To people who doubted his cold philosophy, he pointed out the undeniable proof of his being right; he had risen from a poor orphan to the C.E.O. of one of Japan's most influential corporations. His methods of logic and reason had brought him there, thus, they had to work.

Ryuuji Otogi was, at first sight, his exact opposite.

Though the success of Dungeon Dice Monsters was far from comparable to the riches Kaiba Corp. made from their products, Otogi's capital was considerable.

But unlike Seto, Otogi made no claim to having used his superior intelligence to have accomplished this. On the contrary. Otogi claimed that it was -chance- that had made him rich.

Chance.

The concept was ridiculous. Preposterous.

When he'd first heard about it, Seto had been sure that it was all part of some elaborate scam, a cheap trick to appeal to the irrational side of the customer.

People -liked- Otogi, that much was obvious, and while his looks definitely didn't hurt, his attitude contributed to his popularity far more. Which was why Kaiba Corp.'s PR-department kept flooding Seto with guidelines on how to behave in public.

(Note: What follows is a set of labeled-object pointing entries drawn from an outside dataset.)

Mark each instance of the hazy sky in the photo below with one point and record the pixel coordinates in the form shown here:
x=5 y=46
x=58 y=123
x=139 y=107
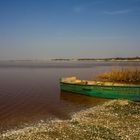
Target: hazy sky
x=42 y=29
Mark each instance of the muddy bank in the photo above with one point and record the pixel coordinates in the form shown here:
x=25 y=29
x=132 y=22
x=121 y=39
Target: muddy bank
x=116 y=119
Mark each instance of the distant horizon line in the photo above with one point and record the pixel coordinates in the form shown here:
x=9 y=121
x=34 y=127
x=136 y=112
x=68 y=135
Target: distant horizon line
x=80 y=58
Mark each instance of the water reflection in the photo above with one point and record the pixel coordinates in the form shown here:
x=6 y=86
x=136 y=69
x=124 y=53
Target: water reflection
x=81 y=99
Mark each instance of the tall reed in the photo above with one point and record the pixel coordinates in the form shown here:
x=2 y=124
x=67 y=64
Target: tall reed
x=127 y=75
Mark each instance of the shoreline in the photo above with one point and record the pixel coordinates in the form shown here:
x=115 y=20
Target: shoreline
x=115 y=119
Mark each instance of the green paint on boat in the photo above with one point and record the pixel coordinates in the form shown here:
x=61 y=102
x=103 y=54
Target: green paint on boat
x=100 y=89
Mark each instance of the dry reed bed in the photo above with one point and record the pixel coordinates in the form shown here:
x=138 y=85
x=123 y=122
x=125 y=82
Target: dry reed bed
x=127 y=75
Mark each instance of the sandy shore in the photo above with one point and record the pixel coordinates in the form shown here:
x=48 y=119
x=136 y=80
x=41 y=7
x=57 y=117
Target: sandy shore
x=114 y=120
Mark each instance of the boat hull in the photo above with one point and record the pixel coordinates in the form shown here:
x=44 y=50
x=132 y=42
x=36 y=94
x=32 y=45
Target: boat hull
x=104 y=91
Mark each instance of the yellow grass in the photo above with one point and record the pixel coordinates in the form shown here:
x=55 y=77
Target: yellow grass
x=127 y=75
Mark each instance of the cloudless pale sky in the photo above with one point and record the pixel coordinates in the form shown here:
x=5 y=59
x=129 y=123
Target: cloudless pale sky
x=42 y=29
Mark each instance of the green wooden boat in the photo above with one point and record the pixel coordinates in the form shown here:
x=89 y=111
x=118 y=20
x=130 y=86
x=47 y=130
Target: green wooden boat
x=101 y=89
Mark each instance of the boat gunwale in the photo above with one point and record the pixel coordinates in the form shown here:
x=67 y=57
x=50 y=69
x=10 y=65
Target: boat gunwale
x=80 y=84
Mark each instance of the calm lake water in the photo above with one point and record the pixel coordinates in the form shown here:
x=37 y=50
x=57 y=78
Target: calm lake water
x=29 y=91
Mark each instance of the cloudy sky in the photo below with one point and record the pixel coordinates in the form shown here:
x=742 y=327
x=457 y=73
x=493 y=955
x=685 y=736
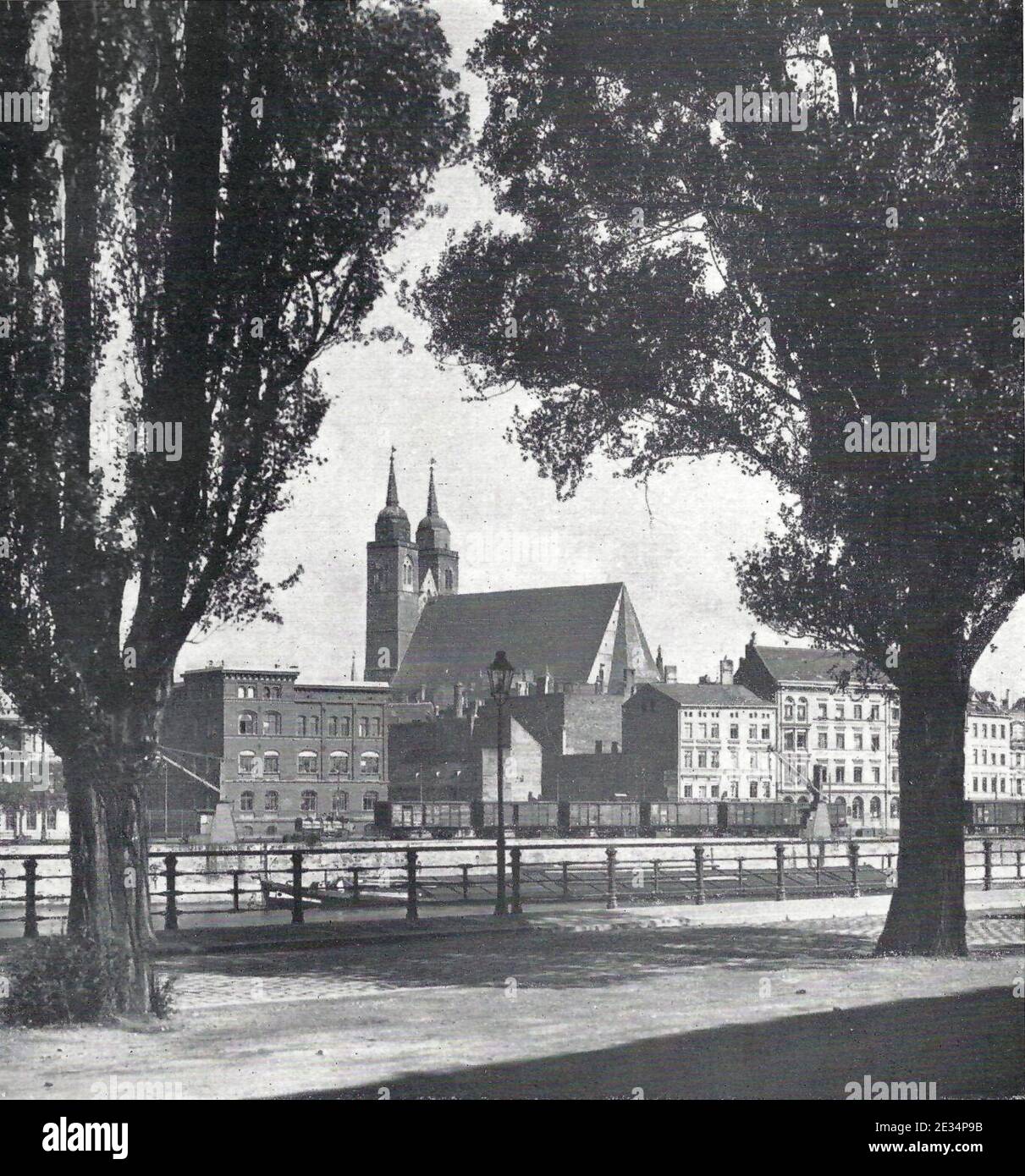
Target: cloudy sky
x=670 y=543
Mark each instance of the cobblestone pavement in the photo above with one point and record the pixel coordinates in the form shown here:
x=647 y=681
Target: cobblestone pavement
x=268 y=977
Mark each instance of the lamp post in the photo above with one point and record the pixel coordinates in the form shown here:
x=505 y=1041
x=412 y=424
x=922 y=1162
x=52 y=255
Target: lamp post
x=500 y=674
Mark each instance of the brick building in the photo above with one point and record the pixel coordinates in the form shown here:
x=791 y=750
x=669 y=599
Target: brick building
x=828 y=717
x=708 y=740
x=279 y=750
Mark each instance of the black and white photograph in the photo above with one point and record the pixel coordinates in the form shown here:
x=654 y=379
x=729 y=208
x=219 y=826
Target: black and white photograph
x=512 y=552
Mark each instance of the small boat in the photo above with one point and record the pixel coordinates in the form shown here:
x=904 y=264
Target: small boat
x=278 y=895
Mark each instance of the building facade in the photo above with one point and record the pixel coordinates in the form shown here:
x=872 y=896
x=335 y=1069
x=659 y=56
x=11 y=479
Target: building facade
x=708 y=740
x=280 y=750
x=829 y=717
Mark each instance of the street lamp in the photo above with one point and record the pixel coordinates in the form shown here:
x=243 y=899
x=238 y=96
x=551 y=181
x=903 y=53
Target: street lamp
x=500 y=675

When he'd first -seen- Otogi, it had been on TV. With that worthless duelist Joey Wheeler in the midst of his personal cheergirls, wearing a dog-costume. Because, or so Seto had learned later, Otogi had made a bet with him, and Joey had lost.

And then Otogi had played the game he had invented himself, against the boy who was the King of Games, and although most watchers had thought he'd lost, Seto knew that Otogi had actually won. Won big time, even.

If Otogi would have defeated Yugi, after not telling him any rules and leaving it to Yugi to figure everything out on his own, he'd have looked like a bully. Petty and unfair. His cherished game would have become a flop.

By losing from Yugi, Otogi had ensured that -everyone- with a TV would know what Dungeon Dice Monsters was and that Yugi Mutou himself had played it. Free advertising, and the name of one of the gaming world's famous persons connected to his product.

Seto had considered it a master-piece of PR, if a little flashy.

He himself would never have risked it, in part, he acknowledged, because the wish to -win- was too strong in him. He could never make a plan that depended on him -losing-.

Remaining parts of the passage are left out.